妻を起こす

 この春、私の姪は京都のとある短期大学に通うことになった。姪は自らが志望する進路にあわせて大学を選び、それは偶然、私の住まいから徒歩10分という距離にある大学だった。
 姪の入学を祝うため、入寮式の当日、私は姉夫婦(姪の両親)と共に、私の家の近くの料亭に席を設けた。祝いの席であると同時に、姪が兵庫の実家を出る惜別の宴でもあった。
 私たちが通された料亭の部屋はそんな席にふさわしく簡素で落ち着き、ガラス戸の向こうに見える京風の庭は、朝から降る春の柔らかな雨にしっとりと濡れていた。
 その席には、姪の祖母も招いていた。
 宴がかなり進んだ頃、ふと、姉が思い出したようにこんな事を言い出した。
「今朝ね、お義母さんね、お義父さんに起こしてもらったのよ。」
私は何のことだかよく意味が分からなかった。義父は数ヶ月前に他界しているのだ。きょとんとしている私に気づき、姉は説明を始めた。

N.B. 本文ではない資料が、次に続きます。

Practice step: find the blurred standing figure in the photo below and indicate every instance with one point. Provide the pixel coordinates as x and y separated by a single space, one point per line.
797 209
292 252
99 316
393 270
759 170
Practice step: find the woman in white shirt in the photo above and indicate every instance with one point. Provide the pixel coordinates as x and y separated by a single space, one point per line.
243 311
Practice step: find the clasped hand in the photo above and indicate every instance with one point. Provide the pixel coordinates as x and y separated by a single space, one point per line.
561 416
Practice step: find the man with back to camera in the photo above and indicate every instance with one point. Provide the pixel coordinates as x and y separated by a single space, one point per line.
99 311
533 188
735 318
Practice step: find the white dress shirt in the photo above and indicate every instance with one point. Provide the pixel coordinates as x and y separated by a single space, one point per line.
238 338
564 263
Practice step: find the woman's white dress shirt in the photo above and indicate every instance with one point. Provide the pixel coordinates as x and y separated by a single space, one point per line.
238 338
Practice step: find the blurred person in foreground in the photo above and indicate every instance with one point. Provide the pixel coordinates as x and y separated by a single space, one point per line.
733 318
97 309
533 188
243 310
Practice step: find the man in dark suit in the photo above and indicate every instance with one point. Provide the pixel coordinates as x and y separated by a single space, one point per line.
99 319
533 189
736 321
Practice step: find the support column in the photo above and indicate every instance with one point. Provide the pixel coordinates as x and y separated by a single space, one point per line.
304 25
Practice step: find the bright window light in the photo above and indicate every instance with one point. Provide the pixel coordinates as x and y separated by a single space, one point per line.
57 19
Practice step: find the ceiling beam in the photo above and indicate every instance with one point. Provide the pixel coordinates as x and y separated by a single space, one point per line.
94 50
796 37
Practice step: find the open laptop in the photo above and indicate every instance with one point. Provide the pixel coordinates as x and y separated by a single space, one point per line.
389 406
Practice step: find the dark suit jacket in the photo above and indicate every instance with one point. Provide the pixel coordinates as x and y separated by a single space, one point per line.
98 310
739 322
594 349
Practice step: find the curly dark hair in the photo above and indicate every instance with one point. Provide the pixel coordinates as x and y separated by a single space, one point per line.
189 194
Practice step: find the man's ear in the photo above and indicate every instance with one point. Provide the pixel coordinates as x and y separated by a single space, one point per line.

 義父が他界した時にはすでに孫の大学への進学は決まっていた。かわいい孫の大学入学は、彼にとっては大きな喜びであったはずである。と同時に、遠く離れた京都の地へ孫を一人旅立たせることを大変に心配していたはずである。
 だから旅立ちの日の今日、義父は現れたのだ。
 そして、眠っている彼の妻に、こう声をかけたのだそうだ。
「おい、今日は京都へ行くんやろ。早よ起きや。」
 彼女はすぐに目覚めることはなく、その声をきっかけに彼の姿を夢で見た。
 彼女の夫は生前の姿そのままに、家の前の畑にいた。彼女に背を向けた格好で畦に佇んでいた。そして、畑に向かって放尿を始めた。
 あまりの懐かしさに彼女はしばらく見とれていたが、先程の夫の言葉を思い出し、慌てて目を覚ました…。

「だから、今日、この席に、きっとお義父さん、来てると思うの。」

 姉はそう言う。私もそう思った。この部屋のどこかにいる姪の祖父が、生前と同じように、柔和で暖かなまなざしをかわいい孫に向けている、そんな気がしてならなかった。

 しんみりした気分は長くは続かず、宴は楽しく盛り上がり終わりを迎えた。
 荷物を持ち、軽く回った酔いを心地よく感じながら私は立ち上がった。
 そして部屋から出る直前、ふと振り返ったガラス戸の向こうの庭に、生前義父がよく着ていた作業着がチラっと見えたのは、おそらく私の気のせいなのだと思う。

 雨は何時しか上がっていて、部屋には春の光が差していた。